The email RFCs explicitly say thou shalt not interpret the localpart of an email address, unless thou art the MTA of the domain in question. Even case folding is forbidden. And the wisdom of people who work with email is... the RFCs have good advice here: don't assume anything about how the localpart is structured.
You can generally get away with treating the names as case-preserving (as distinct from case-insensitivity), and you are probably safe in rejecting quoted localparts. But beyond that, even forcibly lowercasing email addresses, is likely to cause problems.
Like it or not, the RFCs have lost. "How Gmail does it" is now how email works in the minds of a stupendous number of people. So if Google says 'johndoe' and 'john.doe' are the same, we're stuck with the reality that 'johndoe' and 'john.doe' are the same.
It’s completely legitimate to use variations on an email address for different accounts on the same website.

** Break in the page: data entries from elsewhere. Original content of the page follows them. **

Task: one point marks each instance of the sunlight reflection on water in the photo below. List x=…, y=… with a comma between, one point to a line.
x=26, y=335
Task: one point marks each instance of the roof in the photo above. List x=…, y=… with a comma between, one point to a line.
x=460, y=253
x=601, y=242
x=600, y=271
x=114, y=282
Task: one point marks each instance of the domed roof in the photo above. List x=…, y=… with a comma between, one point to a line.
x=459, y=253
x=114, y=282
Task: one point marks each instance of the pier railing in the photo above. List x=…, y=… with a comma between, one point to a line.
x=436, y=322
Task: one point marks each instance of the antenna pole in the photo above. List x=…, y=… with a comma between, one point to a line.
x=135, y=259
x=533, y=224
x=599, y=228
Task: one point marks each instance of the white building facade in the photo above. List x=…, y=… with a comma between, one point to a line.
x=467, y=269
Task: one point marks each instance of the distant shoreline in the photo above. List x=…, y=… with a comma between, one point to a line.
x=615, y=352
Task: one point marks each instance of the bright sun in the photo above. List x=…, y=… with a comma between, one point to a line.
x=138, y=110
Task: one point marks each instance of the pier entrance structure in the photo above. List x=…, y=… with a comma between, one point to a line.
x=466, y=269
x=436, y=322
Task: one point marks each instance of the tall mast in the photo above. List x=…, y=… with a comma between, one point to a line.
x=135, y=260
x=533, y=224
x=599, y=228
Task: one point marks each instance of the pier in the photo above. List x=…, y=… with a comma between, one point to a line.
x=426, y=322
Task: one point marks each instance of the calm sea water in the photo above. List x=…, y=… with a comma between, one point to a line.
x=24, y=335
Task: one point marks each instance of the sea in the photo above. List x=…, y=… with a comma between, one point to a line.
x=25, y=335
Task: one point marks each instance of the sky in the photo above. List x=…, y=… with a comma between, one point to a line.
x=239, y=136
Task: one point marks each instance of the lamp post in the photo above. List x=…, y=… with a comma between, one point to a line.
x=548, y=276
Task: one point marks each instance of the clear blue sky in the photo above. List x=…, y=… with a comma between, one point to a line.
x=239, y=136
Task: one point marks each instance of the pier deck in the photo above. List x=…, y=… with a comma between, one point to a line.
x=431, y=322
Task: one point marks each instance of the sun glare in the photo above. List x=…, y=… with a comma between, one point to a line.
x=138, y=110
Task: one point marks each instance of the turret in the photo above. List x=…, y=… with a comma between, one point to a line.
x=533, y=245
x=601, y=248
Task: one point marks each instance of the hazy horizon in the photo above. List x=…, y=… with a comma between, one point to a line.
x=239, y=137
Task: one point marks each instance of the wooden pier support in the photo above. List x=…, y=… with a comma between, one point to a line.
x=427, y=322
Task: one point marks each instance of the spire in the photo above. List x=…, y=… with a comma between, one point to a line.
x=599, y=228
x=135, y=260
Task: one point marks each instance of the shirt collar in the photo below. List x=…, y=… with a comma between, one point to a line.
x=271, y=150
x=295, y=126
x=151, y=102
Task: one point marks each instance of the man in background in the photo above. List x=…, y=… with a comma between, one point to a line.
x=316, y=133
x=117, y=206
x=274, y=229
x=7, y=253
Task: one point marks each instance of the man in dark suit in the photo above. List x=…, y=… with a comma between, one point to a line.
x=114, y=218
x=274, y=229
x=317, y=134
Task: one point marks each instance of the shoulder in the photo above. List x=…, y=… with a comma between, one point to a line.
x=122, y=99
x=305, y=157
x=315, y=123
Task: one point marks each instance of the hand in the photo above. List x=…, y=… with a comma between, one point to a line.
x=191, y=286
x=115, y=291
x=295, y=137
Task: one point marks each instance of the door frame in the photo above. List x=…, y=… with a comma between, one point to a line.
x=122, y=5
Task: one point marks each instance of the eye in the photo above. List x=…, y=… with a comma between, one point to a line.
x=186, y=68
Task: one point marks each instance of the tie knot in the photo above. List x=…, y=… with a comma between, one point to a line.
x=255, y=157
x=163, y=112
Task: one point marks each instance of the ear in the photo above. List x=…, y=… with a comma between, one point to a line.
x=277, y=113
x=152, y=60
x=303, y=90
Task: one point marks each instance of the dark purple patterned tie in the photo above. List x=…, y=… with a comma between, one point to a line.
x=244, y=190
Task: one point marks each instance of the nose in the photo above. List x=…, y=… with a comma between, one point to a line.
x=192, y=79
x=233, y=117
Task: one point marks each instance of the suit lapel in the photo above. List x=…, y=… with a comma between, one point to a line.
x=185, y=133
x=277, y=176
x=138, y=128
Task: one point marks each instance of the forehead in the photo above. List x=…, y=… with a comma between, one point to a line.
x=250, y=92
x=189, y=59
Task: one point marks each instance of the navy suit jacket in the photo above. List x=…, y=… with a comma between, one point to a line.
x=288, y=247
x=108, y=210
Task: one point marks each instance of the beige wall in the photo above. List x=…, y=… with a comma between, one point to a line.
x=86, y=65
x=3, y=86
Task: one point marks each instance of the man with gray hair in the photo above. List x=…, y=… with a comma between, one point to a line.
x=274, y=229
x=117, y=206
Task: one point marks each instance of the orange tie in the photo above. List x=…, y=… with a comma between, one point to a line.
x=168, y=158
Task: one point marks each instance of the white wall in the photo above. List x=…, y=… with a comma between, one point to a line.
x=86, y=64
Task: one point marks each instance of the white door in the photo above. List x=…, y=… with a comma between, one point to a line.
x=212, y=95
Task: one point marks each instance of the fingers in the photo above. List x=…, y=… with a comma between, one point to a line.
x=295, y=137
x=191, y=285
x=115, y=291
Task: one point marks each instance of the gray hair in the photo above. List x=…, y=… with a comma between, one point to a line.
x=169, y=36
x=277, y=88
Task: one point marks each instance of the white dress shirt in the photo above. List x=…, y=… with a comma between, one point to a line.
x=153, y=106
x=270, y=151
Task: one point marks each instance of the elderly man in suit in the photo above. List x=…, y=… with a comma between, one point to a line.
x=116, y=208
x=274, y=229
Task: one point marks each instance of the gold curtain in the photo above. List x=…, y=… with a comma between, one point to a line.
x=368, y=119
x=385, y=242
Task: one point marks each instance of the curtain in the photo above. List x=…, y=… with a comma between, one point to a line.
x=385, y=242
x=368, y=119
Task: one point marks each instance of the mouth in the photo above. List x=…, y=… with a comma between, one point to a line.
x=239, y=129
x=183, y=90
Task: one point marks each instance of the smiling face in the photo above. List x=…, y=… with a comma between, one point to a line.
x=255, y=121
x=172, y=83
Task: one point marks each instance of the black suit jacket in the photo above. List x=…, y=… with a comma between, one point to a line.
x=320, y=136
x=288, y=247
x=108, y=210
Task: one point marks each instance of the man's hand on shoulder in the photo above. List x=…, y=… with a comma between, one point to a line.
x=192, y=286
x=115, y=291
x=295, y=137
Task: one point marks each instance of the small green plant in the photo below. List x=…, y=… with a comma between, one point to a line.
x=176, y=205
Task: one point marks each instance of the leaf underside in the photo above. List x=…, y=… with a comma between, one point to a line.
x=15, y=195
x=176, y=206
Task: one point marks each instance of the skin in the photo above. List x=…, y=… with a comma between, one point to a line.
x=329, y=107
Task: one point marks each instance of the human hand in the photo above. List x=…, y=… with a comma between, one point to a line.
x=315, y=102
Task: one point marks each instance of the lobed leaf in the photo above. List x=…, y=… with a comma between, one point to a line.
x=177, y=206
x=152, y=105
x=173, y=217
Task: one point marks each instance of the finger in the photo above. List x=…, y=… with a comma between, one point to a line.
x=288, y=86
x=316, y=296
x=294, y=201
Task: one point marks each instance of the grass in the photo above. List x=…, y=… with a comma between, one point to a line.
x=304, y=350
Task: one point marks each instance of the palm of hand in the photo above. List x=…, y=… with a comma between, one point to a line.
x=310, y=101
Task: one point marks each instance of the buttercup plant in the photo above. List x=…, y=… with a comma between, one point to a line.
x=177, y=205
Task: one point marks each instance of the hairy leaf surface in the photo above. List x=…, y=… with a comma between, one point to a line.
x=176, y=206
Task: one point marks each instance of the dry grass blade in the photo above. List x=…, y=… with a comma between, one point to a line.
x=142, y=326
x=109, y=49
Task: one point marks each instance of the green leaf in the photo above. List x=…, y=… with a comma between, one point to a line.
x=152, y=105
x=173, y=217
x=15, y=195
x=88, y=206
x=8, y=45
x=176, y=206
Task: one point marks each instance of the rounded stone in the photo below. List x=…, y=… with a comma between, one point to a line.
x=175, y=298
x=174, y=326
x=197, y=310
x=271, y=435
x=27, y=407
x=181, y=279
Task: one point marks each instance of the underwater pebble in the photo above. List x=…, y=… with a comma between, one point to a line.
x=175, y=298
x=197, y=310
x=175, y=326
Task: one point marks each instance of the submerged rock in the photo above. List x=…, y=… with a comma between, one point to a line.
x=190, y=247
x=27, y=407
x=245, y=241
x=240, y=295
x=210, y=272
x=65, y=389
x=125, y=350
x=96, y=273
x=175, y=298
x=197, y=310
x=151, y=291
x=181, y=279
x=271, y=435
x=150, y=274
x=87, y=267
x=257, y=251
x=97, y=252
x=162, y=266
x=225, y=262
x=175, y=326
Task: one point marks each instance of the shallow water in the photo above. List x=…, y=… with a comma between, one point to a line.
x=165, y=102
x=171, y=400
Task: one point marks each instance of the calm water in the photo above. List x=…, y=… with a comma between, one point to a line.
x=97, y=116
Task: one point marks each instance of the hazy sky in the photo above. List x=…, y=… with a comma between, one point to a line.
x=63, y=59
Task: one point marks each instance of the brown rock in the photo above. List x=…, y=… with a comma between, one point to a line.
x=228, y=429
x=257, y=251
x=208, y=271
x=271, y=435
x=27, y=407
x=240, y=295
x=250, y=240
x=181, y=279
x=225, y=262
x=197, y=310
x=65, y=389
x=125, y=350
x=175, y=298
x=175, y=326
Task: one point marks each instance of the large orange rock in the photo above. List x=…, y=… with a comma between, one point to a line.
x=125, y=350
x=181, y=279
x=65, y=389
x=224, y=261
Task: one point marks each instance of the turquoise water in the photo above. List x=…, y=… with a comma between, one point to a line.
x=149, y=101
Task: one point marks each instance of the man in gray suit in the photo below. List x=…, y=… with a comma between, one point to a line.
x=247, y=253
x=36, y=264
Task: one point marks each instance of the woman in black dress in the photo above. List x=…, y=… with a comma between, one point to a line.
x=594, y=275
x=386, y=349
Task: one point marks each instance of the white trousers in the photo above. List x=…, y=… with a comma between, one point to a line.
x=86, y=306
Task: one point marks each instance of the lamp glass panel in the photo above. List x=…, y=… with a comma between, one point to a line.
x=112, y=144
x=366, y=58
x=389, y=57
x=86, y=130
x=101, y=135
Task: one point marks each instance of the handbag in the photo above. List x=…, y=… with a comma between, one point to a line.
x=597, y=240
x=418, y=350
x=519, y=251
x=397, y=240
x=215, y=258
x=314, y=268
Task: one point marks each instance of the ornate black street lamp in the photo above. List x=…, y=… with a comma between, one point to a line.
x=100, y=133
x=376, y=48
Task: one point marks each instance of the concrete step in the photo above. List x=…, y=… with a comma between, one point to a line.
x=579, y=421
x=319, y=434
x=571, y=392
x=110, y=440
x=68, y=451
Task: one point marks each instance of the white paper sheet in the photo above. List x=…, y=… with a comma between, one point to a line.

Also, it’s useful to make use of +foo or varied usages of dots to create a unique email address for each site: for one thing, it’ll help if one site leaks your email address, then it’ll let you trace the origin of the leak if that email address gets unwanted email.
Finally attempting to deduplicate email addresses before authentication is almost as bad as lowercasing the password before checking if it matches.
There's a line in the Zen of Python: "practicality beats purity". If I can avoid someone filing a bug or a support request by knowing that Gmail has trained people to believe a bunch of distinct (according to RFC) mailboxes actually aren't distinct, I'm going to avoid the support request. The -- by comparison -- minuscule set of users who A) actually understand the relevant specs and B) care enough to yell at me in an HN comment are going to lose that battle every time.
> Gmail has trained people to believe a bunch of distinct (according to RFC) mailboxes actually aren't distinct
I'd be fairly surprised if your average user of gmail knew this: I know it and I use it in part because it lets me _distinguish_ different accounts on the same site. Second-guessing someone who's taking advantage of this feature is more likely to generate tech support requests than not.
Knowledge of the plus trick has gotten pretty widespread. Anecdotally, I know a lot of non-technical people that use a single +spam address to route to a spam folder.
Non-anecdotally, articles with large numbers of views/comments about the trick can be found with a quick Google search on non-techie sites like NYT/HuffPost/BusinessInsider/Buzzfeed/Pinterest/etc. Not that those are definitive, but I think knowledge of this is more widespread than you think.
If you know about gmail plus and dot addressing, and use it for verifying uniqueness, then I'll understand. I'll also probably just use mailinator to make the second and third accounts anyway, but whatever.
If you actually strip the dots and plusses from my email, and start sending stuff to my main address, then I will mark your messages as spam. You need to store the normalized and non-normalized versions of the address. Actually, you need to do this for normalizing on usernames anyway, to make sure you don't mutilate people's Arabic names or anything (Unicode-normalized cursive looks really bad; you need to preserve the original version, while keeping the normalized version around specifically for uniqueness checking).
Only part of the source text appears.